It is while walking with S. on Beirut sea front that I
decided to construct a blog. The idea came to mind after I saw this arrow
pointing toward nowhere indicating an emergency exit.
An emergency exit from a city of which inhabitants are
divided between those who have left, those who came back, and those who are
looking for the right occasion to leave.
You do not really stay in Beirut, and you do not really leave it. The
city has its own equilibrium; it manages flows of people with its own rules.

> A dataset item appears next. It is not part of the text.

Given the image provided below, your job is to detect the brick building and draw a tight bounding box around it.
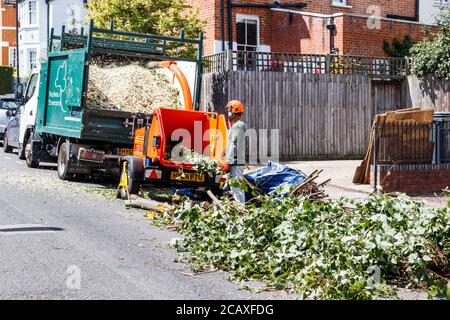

Not only in and out of its virtual walls but within the city segregations as
well. A complex mosaic of neighborhoods delaminated by constantly moving
demarcation lines. The Arab University and Cola neighborhoods that were an
integral part of my daily routine few years ago are totally unrevealed to me
today. Other have taken over their
streets, their atmosphere has changed.
Its sea is a call for departure. In 2006 - from what used to
be S. and I’s house and then became just S.’s house, before becoming an over-priced
rent house near the sea front – I used to look at large military boats carrying
people who decided to leave. Leave the
city running away from the war. On the wall of Ras-Beirut graffiti - recalling 1982 blockade slogans – stated
that Beirut is a city that will not surrender. Actually, the city wasn’t
attacked and no one has asked for its surrender. The war was going on somewhere
else. Beirut became a safe place for refugee’s families waiting to come back
home. They would follow the news coming from the battlefield with fear and
proud to have a son, a brother or a cousin fighting there. At that time, I was
coming from Italy for the summer break. I looked at people leaving. S. and I
decided to stay.
Five years later, walking on Beirut sea front looking at
random large merchant boats and small fishing barks, I decide to exit. Leaving
Beirut is not something you can do, you can escape, escape for a week end,
escape for a week or escape and become a stranger. It is only by becoming a
stranger that you really liberate your self of the city’s rules.